Datacast Episode 62: Leading Organizations Through Analytics Transformations with Gordon Wong
The 62nd episode of Datacast is my conversation with Gordon Wong — a data modeling fanatic, data warehouse architect, and multi-hyper-growth startup veteran and team builder.
Our wide-ranging conversation touches on his foray into the database world, his interest in consulting, the evolution of data warehousing and business intelligence platforms, how to choose data tooling vendors, what it means to be data-driven, effective collaboration for data teams, data “hierarchy of needs”, data for social impact, and much more.
Listen to the show on (1) Spotify, (2) Apple Podcasts, (3) Google Podcasts, (4) TuneIn, (5) RadioPublic, (6) Stitcher, (7) Breaker, and (8) iHeart Radio.
Key Takeaways
Here are highlights from my conversation with Gordon:
On Getting Into Database
Frankly, I got fortunate. I had degrees in Psychology and Philosophy and not a lot of jobs required those degrees back then. I ended up getting a job at a Geographical Information Systems (GIS) lab with a modest beginning — spending the first year doing data entry. This job was very repetitive, and I wanted to go faster. One day, I borrowed the DBA password and taught myself SQL to improve my entry rate. Learning SQL snowballed my career from there.

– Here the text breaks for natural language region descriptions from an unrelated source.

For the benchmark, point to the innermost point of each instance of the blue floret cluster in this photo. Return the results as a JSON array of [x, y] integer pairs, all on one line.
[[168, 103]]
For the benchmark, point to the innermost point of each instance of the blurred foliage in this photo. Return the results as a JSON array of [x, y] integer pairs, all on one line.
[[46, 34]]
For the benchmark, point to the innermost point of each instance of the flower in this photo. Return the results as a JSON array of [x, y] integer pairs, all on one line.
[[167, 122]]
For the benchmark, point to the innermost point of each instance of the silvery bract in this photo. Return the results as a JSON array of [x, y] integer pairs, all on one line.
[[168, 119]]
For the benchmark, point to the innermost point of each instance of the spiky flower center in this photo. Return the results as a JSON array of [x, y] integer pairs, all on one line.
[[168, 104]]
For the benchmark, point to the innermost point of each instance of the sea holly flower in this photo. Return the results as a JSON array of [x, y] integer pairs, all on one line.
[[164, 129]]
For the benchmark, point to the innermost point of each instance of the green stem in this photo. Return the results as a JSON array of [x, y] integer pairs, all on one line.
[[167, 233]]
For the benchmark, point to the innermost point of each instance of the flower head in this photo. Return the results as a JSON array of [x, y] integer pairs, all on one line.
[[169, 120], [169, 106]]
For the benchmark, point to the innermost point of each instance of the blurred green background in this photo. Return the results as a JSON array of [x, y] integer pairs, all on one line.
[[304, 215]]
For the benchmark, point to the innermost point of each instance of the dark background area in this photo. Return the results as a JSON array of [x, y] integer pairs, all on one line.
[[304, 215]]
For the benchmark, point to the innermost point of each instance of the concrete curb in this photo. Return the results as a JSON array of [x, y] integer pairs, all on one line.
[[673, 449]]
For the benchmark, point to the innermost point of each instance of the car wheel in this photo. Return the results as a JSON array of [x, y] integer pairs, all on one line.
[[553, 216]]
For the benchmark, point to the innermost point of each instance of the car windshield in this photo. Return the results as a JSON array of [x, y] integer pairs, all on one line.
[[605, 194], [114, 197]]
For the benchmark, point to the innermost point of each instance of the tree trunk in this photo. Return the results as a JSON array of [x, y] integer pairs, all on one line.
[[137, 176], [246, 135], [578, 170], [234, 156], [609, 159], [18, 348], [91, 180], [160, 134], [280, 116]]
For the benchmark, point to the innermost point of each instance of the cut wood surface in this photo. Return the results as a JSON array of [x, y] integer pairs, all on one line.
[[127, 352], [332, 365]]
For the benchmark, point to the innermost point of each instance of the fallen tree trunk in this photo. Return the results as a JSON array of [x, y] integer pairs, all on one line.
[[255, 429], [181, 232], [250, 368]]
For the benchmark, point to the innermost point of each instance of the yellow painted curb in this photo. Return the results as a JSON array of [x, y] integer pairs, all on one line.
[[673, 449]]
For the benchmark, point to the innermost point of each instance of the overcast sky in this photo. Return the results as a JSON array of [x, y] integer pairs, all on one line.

There are practical and emotional challenges dealing with impostor syndrome. With liberal arts degrees in a field that expects you to be technical, you can suffer the delusion that you do not know enough. For many years, I had the intention to go back to school and get that technical degree. But at some point, I realized that the technology was not the thing that holds me back, but more so how I apply the technology.
On Consulting
Consulting seemed challenging to me: how do I learn in a new environment, define a problem, and be successful in a short period of time?
AB Initio Software was a self-funded company with a great customer base and some of the smartest/talented people I have met. They had a maniacal focus on customer success and solving problems at the fundamental level. These are two things that appeal to me.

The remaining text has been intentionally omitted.